WASHINGTON – People hoping to leave estates to their heirs have a dilemma under the new tax law: Live until 2010, benefit from repeal of the estate tax; live longer, the tax returns like a ghost from the past.
"You may not live long enough to see it, but if you live too long you won't get it either," said Sen. Dick Durbin, D-Ill.
Under the law just signed by President Bush, estate tax exemptions will rise gradually while the rates go down. Repeals comes at the dawn of 2010.
Congress passed the tax bill under budget rules that require an expiration or "sunset" date, so the estate tax will return just 12 months later unless the repeal is made permanent by a future law.
The estate of a person who dies during 2010, therefore, will not be subject to any estate tax. A year later, the tax of up to 55 percent will apply once again and the exemptions will be much lower.
"Tax advisers are going to need crystal balls to know when their clients are going to die," said Jon Gallo, an estate planning attorney in Los Angeles.
It is not all clear sailing for estates in the repeal year of 2010 because a complex new system of capital gains taxation automatically goes into place.
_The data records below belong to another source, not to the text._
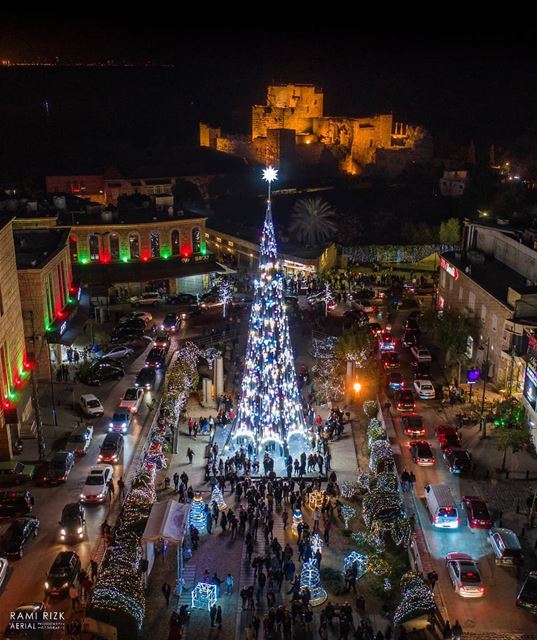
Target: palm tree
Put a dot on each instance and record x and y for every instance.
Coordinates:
(312, 221)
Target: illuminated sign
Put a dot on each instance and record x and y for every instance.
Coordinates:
(449, 268)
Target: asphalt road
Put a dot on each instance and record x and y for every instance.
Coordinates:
(496, 611)
(26, 577)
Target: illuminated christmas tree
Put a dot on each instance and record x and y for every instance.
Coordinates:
(270, 409)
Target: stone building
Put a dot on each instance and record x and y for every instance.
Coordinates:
(49, 299)
(15, 367)
(291, 127)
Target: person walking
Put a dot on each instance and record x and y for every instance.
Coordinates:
(166, 591)
(73, 594)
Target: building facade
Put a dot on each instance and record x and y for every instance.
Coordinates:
(291, 126)
(14, 365)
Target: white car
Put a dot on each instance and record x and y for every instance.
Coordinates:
(118, 353)
(80, 440)
(148, 298)
(91, 405)
(132, 399)
(3, 570)
(421, 354)
(95, 488)
(464, 575)
(424, 389)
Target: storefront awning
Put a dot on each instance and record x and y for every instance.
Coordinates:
(167, 521)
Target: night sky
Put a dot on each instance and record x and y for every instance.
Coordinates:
(460, 88)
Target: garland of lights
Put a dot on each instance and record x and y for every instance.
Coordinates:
(416, 598)
(270, 407)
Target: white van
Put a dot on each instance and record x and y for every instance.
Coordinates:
(442, 506)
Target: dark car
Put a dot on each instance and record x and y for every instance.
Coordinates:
(457, 459)
(412, 425)
(146, 378)
(162, 341)
(101, 372)
(181, 298)
(477, 512)
(62, 573)
(404, 400)
(72, 523)
(395, 381)
(527, 596)
(111, 448)
(447, 436)
(390, 360)
(421, 453)
(17, 535)
(156, 358)
(15, 503)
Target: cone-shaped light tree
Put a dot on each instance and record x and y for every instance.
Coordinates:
(270, 406)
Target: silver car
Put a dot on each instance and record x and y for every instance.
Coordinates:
(465, 576)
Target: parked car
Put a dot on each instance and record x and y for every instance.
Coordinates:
(162, 341)
(421, 354)
(394, 381)
(15, 473)
(62, 574)
(80, 439)
(506, 547)
(148, 298)
(464, 575)
(118, 353)
(477, 512)
(421, 453)
(404, 400)
(101, 372)
(15, 503)
(412, 425)
(111, 448)
(390, 360)
(458, 460)
(121, 419)
(3, 570)
(17, 535)
(72, 523)
(181, 298)
(527, 596)
(95, 488)
(447, 436)
(156, 358)
(34, 611)
(424, 388)
(146, 378)
(132, 399)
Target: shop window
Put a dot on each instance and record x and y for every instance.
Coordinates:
(94, 248)
(196, 240)
(155, 244)
(134, 246)
(114, 246)
(176, 243)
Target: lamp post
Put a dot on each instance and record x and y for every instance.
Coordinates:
(485, 372)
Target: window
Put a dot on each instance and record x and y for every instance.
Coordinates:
(155, 244)
(196, 240)
(134, 246)
(114, 246)
(176, 243)
(73, 248)
(94, 247)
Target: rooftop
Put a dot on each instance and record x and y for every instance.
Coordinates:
(492, 276)
(35, 248)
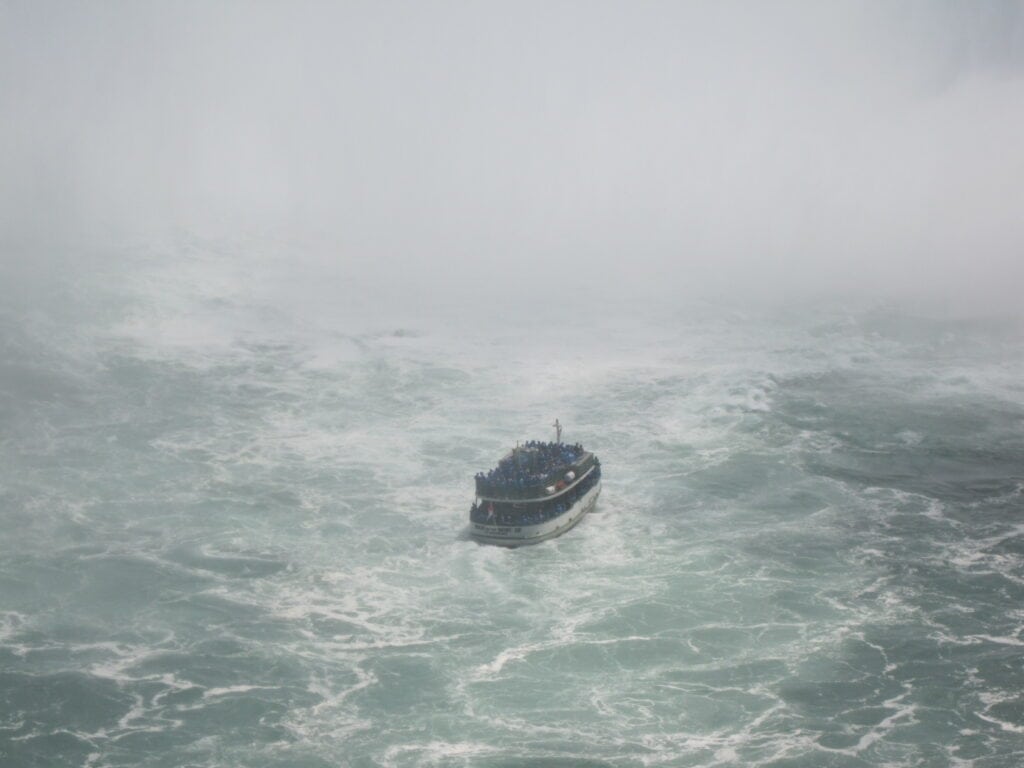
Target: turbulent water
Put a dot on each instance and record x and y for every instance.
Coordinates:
(235, 532)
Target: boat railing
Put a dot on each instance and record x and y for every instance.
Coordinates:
(550, 485)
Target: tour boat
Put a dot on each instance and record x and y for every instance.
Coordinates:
(537, 492)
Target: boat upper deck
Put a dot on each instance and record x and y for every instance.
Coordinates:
(535, 470)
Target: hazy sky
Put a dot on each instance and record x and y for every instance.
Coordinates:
(748, 145)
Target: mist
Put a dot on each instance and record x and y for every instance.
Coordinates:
(639, 152)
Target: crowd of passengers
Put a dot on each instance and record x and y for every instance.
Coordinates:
(528, 467)
(505, 514)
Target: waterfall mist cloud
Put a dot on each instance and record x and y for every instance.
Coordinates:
(646, 147)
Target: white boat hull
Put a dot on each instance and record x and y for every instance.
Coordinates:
(517, 536)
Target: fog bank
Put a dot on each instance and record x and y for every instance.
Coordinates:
(647, 150)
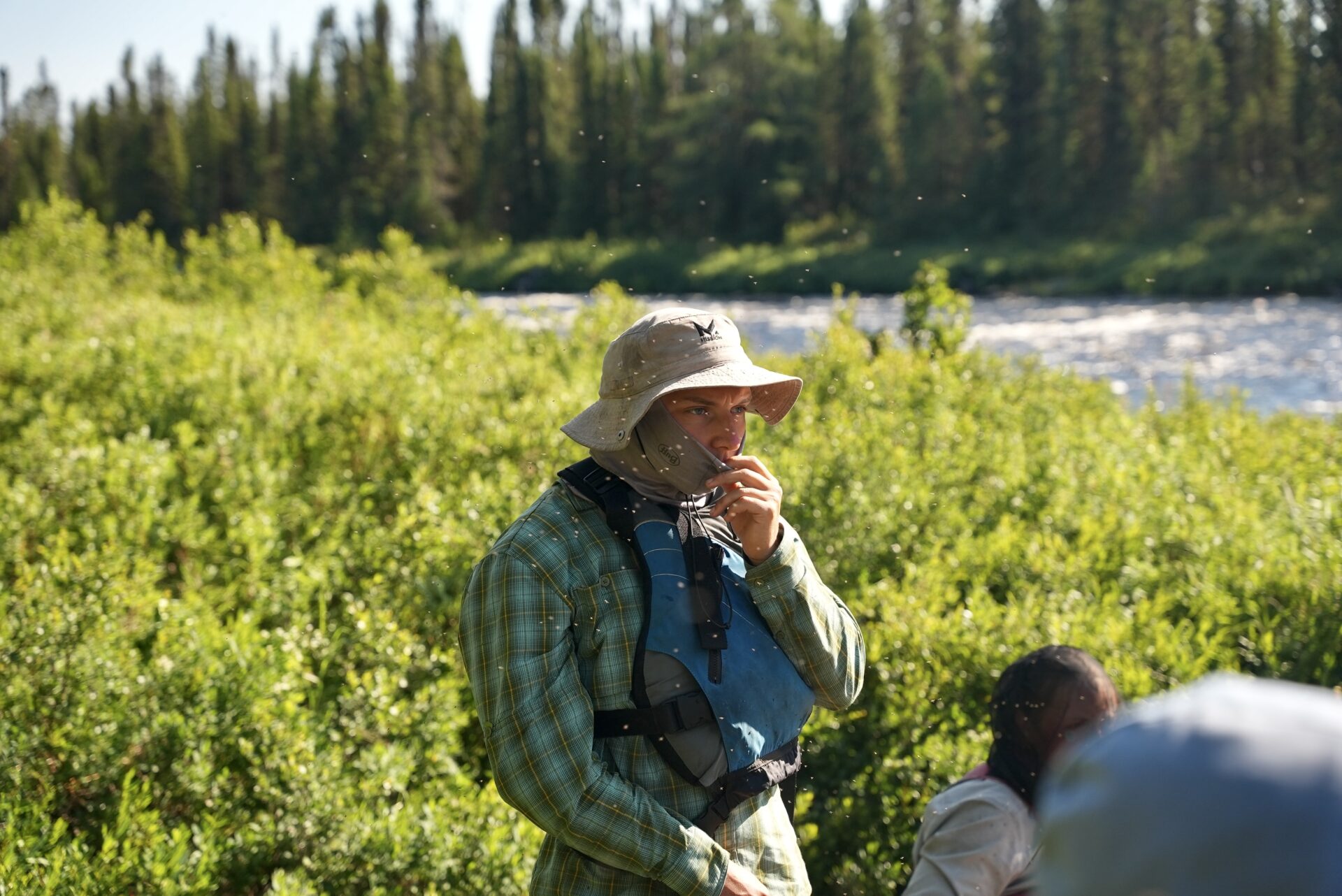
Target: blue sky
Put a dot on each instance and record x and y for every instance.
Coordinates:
(82, 41)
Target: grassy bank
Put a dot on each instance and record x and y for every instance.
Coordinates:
(1266, 254)
(240, 496)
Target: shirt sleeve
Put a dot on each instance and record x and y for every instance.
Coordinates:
(811, 624)
(973, 848)
(537, 719)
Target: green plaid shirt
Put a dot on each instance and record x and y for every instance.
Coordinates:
(549, 627)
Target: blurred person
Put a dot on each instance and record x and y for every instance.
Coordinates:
(646, 642)
(979, 836)
(1231, 786)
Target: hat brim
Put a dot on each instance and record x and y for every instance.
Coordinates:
(607, 424)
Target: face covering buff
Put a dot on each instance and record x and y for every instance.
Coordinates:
(662, 461)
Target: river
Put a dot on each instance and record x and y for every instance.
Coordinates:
(1282, 353)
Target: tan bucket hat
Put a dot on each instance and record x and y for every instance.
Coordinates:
(665, 352)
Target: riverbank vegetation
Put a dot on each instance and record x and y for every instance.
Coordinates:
(1083, 147)
(1266, 254)
(240, 494)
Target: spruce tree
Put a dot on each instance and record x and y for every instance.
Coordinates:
(865, 138)
(164, 188)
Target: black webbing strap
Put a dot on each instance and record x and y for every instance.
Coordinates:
(704, 563)
(684, 713)
(738, 786)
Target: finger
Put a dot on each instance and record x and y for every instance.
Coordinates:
(748, 478)
(751, 462)
(745, 500)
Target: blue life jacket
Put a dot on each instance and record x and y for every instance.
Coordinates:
(698, 609)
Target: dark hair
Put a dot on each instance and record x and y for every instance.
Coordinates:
(1024, 691)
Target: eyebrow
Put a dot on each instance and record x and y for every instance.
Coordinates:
(704, 400)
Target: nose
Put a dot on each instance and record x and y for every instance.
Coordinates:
(728, 438)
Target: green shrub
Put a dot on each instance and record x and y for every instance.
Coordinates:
(240, 493)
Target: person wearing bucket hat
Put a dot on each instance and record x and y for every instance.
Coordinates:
(647, 639)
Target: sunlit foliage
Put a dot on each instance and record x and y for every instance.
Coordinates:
(240, 493)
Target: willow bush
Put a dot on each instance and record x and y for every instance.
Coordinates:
(242, 489)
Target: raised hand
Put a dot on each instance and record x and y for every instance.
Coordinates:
(753, 505)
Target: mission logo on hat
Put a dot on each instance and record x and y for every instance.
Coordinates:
(671, 350)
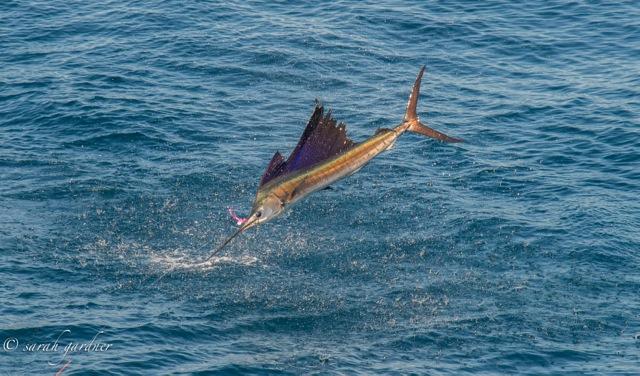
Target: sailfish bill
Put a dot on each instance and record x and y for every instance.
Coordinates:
(323, 155)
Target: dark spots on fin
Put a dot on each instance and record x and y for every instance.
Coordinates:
(322, 139)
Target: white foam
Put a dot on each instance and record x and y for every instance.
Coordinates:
(180, 260)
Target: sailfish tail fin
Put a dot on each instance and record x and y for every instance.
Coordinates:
(411, 115)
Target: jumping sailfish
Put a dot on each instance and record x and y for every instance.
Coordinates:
(323, 155)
Under this system -- tried and abandoned in the 1970s as unworkable -- the gain on inherited assets sold by heirs is measured from the date the assets were acquired by the person who died.
Current law calculates that gain based on the date the asset was inherited. The bottom line: An heir in 2010 could face a much bigger capital gains tax bill than under current law.
These changes are likely to have a widespread effect on wills, trusts and other estate planning activity. People will have to decide if they believe Congress eventually will make the repeal permanent or if the estate tax will be resurrected in a decade's time.
"Not only will many estate plans have to be re-examined and rewritten, but some of the basic principles that have guided estate planning will be stood on their heads," said Bruno Graziano, senior estate tax analyst at CCH Inc., an Illinois-based publisher of tax information.
There are other complications. For example, the gift tax is to remain in place when the estate tax disappears, which reduces the current tax advantage of giving away assets that might appreciate during one's lifetime.
"Why would you want to pay a gift tax if no tax would be due after your death, assuming you survive until repeal becomes a reality?" Graziano said.
Still, the vast majority of estates will not have to wrestle with these questions, particularly because the law raises the current $675,000 per-person exemption to $1 million in 2002 and eventually to $3.5 million in 2009. On average, only about 2 percent of all estates are subject to the tax every year, and that figure is certain to drop with the higher exemptions.
Opponents of the repeal say that as budget pressures grow, a future Congress could opt to keep the tax along with the higher exemptions. That would keep tens of billions of dollars in estate taxes flowing to the federal government just as programs such as Social Security and Medicare face added strain due to retirements of the big baby boom generation.
"The decision to postpone its execution for nine years gives common sense plenty of time to prevail over the hazards of wholesale repeal," said Chuck Collins, co-founder of Responsible Wealth, a group of wealthy individuals who are crusading to keep the tax.
An additional factor that could lead members of Congress to rethink the repeal involves states. They could lose between $50 billion and $100 billion over the next 10 years in money they now gain from the estate tax, according to the National Governors Association. The new law actually phases out the states' share faster than it repeals the tax.
Yet there are just as many pressures to keep the repeal, particularly among Republicans, and business and farm groups that have campaigned against it for years.
Former Rep. Bill Archer, a Republican who was chairman of the tax-writing House Ways and Means Committee from 1995-2000, said it will be difficult for a future Congress to reverse course on repealing the estate tax.
"The expectations would be there. All of the estate planning would be done," Archer said. "It would be a tax increase, which creates a barrier that's got to be overcome."